Output 68.4.3: Fit Statistics for Poisson-Normal Model

Fit Statistics
-2 Log Likelihood 56.1
AIC (smaller is better) 66.1
AICC (smaller is better) 81.1
BIC (smaller is better) 67.6


The Fit Statistics table lists the final log likelihood and associated information criteria (Output 68.4.3).

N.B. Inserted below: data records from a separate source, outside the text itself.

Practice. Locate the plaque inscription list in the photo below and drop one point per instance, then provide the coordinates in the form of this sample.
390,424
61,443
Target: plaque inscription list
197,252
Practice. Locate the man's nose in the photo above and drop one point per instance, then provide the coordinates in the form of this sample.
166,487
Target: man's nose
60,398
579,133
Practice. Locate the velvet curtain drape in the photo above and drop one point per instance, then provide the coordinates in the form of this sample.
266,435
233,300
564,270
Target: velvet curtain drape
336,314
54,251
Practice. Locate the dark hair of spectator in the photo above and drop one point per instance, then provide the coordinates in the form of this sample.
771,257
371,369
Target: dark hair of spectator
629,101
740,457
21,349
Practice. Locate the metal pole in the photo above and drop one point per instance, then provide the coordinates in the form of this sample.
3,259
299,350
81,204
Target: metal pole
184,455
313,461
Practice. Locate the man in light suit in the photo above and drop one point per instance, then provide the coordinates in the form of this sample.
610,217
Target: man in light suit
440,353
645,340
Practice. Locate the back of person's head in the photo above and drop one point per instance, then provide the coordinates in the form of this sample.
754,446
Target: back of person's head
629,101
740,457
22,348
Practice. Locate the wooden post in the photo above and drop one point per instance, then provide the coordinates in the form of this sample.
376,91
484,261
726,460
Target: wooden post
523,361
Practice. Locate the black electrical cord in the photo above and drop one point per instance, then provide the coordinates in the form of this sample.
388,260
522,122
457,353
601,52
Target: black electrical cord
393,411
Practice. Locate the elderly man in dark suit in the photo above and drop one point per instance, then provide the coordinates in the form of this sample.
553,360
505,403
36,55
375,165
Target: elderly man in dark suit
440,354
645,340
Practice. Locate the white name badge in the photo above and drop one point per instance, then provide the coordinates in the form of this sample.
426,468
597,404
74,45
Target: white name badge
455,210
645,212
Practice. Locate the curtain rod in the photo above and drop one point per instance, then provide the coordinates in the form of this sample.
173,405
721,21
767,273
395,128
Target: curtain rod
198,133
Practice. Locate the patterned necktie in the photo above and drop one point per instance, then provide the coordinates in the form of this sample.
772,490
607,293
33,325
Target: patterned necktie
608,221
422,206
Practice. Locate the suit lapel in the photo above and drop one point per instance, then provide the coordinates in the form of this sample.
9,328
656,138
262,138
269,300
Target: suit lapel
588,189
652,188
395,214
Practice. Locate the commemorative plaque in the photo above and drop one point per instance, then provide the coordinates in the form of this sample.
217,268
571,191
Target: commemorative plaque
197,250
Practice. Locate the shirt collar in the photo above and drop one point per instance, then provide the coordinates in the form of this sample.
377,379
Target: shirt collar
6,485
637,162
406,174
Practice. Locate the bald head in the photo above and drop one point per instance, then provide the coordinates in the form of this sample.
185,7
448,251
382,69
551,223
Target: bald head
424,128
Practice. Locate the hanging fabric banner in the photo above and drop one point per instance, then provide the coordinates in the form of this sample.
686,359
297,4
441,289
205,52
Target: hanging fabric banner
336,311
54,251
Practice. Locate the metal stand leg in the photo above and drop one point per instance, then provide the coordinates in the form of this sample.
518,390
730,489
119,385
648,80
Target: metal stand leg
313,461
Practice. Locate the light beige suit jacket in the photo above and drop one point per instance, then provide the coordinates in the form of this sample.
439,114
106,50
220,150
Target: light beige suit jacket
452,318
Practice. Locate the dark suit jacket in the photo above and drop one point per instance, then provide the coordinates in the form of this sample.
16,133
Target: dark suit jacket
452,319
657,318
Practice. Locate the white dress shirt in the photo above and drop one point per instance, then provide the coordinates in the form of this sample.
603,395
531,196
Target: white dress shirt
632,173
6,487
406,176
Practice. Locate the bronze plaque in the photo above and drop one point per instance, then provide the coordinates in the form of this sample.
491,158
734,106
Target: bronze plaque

Output 68.4.4: Parameter Estimates and Additional Estimates

Parameter Estimates
Parameter Estimate Standard Error DF t Value Pr > |t| Alpha Lower Upper Gradient
logsig -0.3161 0.3213 9 -0.98 0.3508 0.05 -1.0429 0.4107 -0.00002
beta1 -0.4256 0.7473 9 -0.57 0.5829 0.05 -2.1162 1.2649 -0.00002
beta2 0.6097 0.3814 9 1.60 0.1443 0.05 -0.2530 1.4725 -1.61E-6
alpha1 2.9644 1.3826 9 2.14 0.0606 0.05 -0.1632 6.0921 -5.25E-6
alpha2 1.7992 0.5492 9 3.28 0.0096 0.05 0.5568 3.0415 -5.73E-6

Additional Estimates
Label Estimate Standard Error DF t Value Pr > |t| Alpha Lower Upper
alpha1-alpha2 1.1653 1.4855 9 0.78 0.4529 0.05 -2.1952 4.5257
beta1-beta2 -1.0354 0.8389 9 -1.23 0.2484 0.05 -2.9331 0.8623


The Parameter Estimates and Additional Estimates tables list the maximum likelihood estimates for each of the parameters and two differences (Output 68.4.4). The point estimates for the mean parameters agree fairly closely with the Bayesian posterior means reported by Draper (1996); however, the likelihood-based standard errors are roughly half the Bayesian posterior standard deviations. This is most likely due to the fact that the Bayesian standard deviations account for the uncertainty in estimating $\sigma ^2$, whereas the likelihood values plug in its estimated value. This downward bias can be corrected somewhat by using the $t_9$ distribution shown here.